Chocolate Chilli Madeleines

The good folk at work gave me a voucher for a local kitchen shop for my birthday last year. It took me a while, but I finally spent it – on some silicone Madeleine moulds. Not only have I never made Madeleines before, but I don’t remember ever having eaten one either. So, it really was time to change this. I wasn’t entirely sure what they should be like, so it was Dan Lepard who I placed my faith in; I based my recipe on his Madeleines de Commercy from Short and Sweet. I used my usual half wholemeal, half white flour mix and substituted the vanilla extract for my homemade chocolate extract as well as swapping some of the flour for cocoa.

This is what I did:

  • Melted 75g unsalted butter gently in a small pan then set aside to cool.
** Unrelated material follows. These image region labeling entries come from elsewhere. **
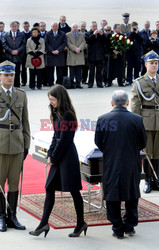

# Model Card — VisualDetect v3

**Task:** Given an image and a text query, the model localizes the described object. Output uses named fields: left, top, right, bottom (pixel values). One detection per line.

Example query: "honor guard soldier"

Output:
left=131, top=50, right=159, bottom=193
left=0, top=61, right=30, bottom=232
left=121, top=13, right=131, bottom=35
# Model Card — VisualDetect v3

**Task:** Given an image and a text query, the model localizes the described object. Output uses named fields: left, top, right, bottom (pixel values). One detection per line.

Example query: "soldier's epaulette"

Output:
left=15, top=87, right=25, bottom=93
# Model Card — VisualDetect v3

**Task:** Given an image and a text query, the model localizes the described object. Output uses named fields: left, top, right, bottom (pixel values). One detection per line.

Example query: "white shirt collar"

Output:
left=11, top=31, right=17, bottom=36
left=1, top=85, right=13, bottom=96
left=148, top=75, right=157, bottom=83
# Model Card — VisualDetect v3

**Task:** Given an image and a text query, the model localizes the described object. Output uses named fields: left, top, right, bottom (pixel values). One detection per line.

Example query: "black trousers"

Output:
left=47, top=66, right=63, bottom=86
left=29, top=68, right=42, bottom=88
left=88, top=61, right=103, bottom=87
left=82, top=65, right=89, bottom=83
left=69, top=65, right=82, bottom=86
left=127, top=55, right=141, bottom=83
left=21, top=56, right=27, bottom=85
left=106, top=199, right=138, bottom=236
left=14, top=63, right=21, bottom=88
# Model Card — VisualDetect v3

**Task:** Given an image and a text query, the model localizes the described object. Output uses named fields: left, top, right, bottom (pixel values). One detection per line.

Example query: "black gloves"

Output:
left=24, top=148, right=29, bottom=160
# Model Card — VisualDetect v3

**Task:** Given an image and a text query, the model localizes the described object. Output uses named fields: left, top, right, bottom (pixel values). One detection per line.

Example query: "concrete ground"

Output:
left=0, top=83, right=159, bottom=250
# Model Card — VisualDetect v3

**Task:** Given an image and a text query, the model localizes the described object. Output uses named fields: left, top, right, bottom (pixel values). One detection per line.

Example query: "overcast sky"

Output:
left=0, top=0, right=159, bottom=29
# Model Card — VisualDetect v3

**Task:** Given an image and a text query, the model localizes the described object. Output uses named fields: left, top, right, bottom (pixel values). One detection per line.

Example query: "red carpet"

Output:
left=17, top=155, right=99, bottom=194
left=21, top=192, right=159, bottom=229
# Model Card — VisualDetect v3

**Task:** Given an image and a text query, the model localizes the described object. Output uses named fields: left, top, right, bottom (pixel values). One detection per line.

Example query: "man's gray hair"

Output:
left=112, top=90, right=128, bottom=107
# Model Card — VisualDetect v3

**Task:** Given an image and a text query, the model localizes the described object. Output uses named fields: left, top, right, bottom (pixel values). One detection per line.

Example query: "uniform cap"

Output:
left=141, top=50, right=159, bottom=62
left=122, top=13, right=130, bottom=18
left=0, top=60, right=15, bottom=74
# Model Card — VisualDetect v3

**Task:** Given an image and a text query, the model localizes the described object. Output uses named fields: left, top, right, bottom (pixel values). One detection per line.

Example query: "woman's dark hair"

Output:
left=31, top=27, right=40, bottom=34
left=48, top=84, right=77, bottom=125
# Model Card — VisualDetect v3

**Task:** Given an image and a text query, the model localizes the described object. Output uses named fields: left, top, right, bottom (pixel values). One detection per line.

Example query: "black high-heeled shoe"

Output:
left=68, top=222, right=88, bottom=237
left=29, top=224, right=50, bottom=237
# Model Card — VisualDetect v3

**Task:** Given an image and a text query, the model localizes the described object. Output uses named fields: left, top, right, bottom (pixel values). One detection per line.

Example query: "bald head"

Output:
left=51, top=23, right=59, bottom=32
left=111, top=90, right=129, bottom=107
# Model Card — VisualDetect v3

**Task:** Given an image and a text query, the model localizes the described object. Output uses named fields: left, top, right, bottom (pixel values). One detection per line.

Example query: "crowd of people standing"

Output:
left=0, top=13, right=159, bottom=90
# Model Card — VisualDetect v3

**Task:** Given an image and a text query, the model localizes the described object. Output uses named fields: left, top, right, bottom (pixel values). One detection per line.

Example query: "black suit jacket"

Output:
left=95, top=108, right=146, bottom=201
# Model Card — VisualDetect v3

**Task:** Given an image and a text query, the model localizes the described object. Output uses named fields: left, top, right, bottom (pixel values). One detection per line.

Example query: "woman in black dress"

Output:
left=30, top=84, right=87, bottom=237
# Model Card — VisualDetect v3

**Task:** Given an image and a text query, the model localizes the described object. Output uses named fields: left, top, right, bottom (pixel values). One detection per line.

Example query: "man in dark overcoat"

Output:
left=95, top=90, right=146, bottom=239
left=3, top=22, right=26, bottom=87
left=45, top=23, right=67, bottom=86
left=85, top=21, right=106, bottom=88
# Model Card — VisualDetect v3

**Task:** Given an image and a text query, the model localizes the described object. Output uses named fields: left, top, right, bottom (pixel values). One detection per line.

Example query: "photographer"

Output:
left=126, top=22, right=143, bottom=85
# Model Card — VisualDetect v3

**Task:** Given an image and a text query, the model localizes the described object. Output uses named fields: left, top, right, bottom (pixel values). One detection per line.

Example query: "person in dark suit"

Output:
left=3, top=22, right=26, bottom=87
left=85, top=21, right=106, bottom=88
left=126, top=22, right=143, bottom=85
left=45, top=23, right=67, bottom=86
left=95, top=90, right=146, bottom=239
left=39, top=22, right=47, bottom=86
left=139, top=21, right=151, bottom=75
left=59, top=16, right=71, bottom=76
left=30, top=85, right=87, bottom=237
left=21, top=21, right=31, bottom=86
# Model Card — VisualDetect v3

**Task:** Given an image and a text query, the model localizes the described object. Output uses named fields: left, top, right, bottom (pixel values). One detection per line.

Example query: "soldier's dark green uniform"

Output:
left=0, top=61, right=30, bottom=232
left=131, top=51, right=159, bottom=193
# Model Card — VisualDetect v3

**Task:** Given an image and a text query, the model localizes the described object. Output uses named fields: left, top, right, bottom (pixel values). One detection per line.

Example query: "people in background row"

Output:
left=66, top=23, right=86, bottom=89
left=3, top=21, right=26, bottom=87
left=26, top=28, right=45, bottom=90
left=45, top=22, right=67, bottom=86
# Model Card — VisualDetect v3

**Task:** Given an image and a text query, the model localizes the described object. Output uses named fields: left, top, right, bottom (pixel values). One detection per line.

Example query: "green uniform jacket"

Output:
left=131, top=73, right=159, bottom=131
left=0, top=86, right=30, bottom=154
left=121, top=23, right=131, bottom=35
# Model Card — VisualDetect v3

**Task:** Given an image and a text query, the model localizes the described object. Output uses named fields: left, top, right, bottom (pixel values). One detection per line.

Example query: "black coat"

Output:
left=85, top=30, right=107, bottom=62
left=95, top=108, right=146, bottom=201
left=3, top=31, right=26, bottom=63
left=45, top=30, right=67, bottom=66
left=46, top=114, right=82, bottom=191
left=127, top=32, right=143, bottom=56
left=59, top=23, right=71, bottom=34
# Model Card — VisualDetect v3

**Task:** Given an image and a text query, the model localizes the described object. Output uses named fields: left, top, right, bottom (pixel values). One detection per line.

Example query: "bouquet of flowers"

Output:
left=110, top=33, right=133, bottom=55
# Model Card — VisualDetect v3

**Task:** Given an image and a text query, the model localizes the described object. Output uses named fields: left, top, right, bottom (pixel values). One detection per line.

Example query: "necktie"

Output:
left=6, top=89, right=11, bottom=104
left=13, top=32, right=15, bottom=43
left=152, top=78, right=156, bottom=84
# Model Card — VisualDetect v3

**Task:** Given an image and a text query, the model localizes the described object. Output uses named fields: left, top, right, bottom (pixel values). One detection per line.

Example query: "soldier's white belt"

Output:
left=0, top=123, right=22, bottom=131
left=142, top=105, right=159, bottom=110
  • Whisked 2 duck eggs and 75g golden caster sugar together for quite a long time it seemed, using electric beaters. Whisked until the mixture had trebled in volume and was pale and thick.
  • Sifted in 90g flour (half spelt, half white), 10g cocoa, 1/4 tsp cayenne and 1/2 tsp bicarbonate of soda.
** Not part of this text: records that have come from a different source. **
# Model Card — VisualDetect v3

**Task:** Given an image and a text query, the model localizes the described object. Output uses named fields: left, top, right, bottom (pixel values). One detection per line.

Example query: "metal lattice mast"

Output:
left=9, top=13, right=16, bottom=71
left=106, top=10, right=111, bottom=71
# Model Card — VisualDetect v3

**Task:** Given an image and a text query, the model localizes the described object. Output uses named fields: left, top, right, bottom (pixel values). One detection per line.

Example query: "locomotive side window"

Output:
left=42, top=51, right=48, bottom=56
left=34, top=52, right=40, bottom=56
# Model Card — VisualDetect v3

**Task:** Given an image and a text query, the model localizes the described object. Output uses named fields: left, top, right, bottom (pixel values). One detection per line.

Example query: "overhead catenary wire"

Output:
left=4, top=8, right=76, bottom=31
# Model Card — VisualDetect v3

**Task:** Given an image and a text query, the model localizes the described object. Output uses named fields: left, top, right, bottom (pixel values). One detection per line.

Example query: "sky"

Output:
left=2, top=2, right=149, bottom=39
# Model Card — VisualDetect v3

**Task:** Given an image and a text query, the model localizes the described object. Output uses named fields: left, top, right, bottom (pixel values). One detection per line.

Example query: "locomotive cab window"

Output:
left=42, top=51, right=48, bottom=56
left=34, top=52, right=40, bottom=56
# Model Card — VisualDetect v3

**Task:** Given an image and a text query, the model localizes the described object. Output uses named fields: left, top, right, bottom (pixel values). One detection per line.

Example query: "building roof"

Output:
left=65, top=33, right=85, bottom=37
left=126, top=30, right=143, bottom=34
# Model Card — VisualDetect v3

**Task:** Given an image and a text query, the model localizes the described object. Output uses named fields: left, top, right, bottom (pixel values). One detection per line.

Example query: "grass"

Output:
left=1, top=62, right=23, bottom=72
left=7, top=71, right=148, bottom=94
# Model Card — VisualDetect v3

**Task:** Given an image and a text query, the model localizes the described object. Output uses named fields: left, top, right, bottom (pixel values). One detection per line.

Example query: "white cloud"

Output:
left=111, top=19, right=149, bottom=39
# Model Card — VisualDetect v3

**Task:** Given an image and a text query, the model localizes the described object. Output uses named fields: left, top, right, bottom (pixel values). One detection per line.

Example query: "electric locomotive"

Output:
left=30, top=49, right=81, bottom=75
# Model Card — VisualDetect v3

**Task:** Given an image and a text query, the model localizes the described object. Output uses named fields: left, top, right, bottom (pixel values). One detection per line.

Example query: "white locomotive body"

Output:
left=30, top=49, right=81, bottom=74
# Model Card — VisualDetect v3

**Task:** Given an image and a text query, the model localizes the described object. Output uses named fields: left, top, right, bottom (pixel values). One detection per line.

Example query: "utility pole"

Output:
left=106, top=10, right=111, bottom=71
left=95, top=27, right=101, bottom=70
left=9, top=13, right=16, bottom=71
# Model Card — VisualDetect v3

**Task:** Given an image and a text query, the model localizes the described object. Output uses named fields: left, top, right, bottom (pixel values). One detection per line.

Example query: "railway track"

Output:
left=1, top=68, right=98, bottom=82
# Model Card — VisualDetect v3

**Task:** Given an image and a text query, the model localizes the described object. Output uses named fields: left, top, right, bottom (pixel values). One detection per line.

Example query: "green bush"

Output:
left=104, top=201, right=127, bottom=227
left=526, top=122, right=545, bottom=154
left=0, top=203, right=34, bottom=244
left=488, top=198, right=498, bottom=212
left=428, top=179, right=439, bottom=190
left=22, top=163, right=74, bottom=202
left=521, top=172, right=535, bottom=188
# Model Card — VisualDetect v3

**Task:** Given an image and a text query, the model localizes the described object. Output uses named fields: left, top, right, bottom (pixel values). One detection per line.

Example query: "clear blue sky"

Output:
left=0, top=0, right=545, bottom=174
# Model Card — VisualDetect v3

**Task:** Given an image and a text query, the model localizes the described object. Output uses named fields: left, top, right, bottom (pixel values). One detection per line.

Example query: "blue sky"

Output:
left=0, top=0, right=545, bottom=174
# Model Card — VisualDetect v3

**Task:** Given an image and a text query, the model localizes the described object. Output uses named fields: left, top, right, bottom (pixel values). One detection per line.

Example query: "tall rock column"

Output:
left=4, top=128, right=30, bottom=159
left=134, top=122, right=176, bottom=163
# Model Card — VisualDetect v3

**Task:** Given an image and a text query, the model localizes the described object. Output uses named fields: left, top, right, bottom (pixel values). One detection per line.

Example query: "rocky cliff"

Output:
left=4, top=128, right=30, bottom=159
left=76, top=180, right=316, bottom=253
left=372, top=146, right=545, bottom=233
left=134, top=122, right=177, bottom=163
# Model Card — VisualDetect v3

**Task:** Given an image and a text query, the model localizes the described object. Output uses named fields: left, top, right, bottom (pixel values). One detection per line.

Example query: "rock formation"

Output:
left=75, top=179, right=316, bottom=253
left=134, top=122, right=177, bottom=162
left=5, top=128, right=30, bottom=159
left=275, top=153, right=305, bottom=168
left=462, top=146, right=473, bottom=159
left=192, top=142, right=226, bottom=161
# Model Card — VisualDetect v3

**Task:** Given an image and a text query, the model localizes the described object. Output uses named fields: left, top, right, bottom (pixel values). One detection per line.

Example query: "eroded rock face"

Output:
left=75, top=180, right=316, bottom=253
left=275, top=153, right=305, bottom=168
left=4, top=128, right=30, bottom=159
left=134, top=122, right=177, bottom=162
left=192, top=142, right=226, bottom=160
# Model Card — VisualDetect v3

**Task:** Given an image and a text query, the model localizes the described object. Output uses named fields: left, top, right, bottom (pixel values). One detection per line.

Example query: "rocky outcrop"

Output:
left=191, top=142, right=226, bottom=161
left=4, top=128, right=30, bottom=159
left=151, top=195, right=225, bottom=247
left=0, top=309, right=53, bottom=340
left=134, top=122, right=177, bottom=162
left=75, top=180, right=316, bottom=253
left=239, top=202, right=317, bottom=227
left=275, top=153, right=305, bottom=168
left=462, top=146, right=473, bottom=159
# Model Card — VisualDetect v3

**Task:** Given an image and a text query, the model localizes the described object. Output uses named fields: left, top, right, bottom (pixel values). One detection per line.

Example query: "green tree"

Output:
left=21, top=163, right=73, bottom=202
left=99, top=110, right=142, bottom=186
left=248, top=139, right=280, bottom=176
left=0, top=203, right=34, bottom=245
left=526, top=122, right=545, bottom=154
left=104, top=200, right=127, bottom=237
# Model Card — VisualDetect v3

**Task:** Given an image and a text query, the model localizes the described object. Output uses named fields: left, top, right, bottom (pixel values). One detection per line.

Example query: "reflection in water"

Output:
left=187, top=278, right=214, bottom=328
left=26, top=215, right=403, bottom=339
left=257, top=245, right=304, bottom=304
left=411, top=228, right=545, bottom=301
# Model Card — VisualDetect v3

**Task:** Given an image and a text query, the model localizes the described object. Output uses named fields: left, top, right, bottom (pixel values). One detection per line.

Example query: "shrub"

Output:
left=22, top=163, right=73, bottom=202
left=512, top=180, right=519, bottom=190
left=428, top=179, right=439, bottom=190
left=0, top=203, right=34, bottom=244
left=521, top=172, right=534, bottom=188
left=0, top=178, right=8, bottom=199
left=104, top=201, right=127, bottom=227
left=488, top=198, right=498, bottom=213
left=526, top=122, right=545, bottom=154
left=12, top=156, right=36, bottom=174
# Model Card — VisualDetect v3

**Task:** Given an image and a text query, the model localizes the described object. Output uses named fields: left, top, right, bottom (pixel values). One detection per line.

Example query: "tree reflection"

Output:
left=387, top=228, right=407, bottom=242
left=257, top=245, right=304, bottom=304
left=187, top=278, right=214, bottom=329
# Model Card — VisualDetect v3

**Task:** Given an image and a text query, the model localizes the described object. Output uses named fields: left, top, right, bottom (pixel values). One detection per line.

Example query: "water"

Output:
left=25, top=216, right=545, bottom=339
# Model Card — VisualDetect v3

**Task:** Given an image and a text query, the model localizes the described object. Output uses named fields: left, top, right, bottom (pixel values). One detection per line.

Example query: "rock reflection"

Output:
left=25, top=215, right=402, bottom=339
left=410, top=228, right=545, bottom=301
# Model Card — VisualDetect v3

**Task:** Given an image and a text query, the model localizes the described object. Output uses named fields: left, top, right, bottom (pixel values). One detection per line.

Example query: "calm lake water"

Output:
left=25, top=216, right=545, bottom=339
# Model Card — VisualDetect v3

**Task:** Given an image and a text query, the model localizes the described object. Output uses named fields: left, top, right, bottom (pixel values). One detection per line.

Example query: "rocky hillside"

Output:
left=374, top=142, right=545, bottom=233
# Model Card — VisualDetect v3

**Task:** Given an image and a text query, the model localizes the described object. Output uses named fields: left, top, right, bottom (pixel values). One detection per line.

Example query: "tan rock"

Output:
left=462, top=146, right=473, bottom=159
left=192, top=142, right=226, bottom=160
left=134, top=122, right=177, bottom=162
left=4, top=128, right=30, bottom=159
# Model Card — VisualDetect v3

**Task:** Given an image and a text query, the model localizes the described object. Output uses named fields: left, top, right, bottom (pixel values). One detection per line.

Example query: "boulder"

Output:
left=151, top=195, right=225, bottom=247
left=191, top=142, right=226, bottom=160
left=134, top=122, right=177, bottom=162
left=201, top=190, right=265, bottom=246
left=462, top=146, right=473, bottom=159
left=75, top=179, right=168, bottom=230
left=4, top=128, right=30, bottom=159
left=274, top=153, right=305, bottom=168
  • Folded this in as gently as possible trying not to lose too much air from the eggs.
  • Poured the butter in down one side of the bowl and folded this in together with 2 tsp chocolate extract until just incorporated.
  • Placed a tbsp of the mixture into 12 Madeleine moulds.
  • Finding I had quite a bit left over, I divided the remaining mixture between 5 muffin moulds.
  • Baked for 10 minutes at 200C until well risen and firm to the touch.
  • Turned out onto a wire rack to cool.
Hooray, my first Madeleines were a success. They turned out well, had the classic shell like shape and looked pretty. They tasted buttery, had a nice hit of cocoa and chilli and weren’t too sweet. I have no idea what the texture is meant to be like, but these were light and spongy. Unlike Proust, they didn’t take me back to my youth, but the Atkins & Potts chocolate spread did, vraiment.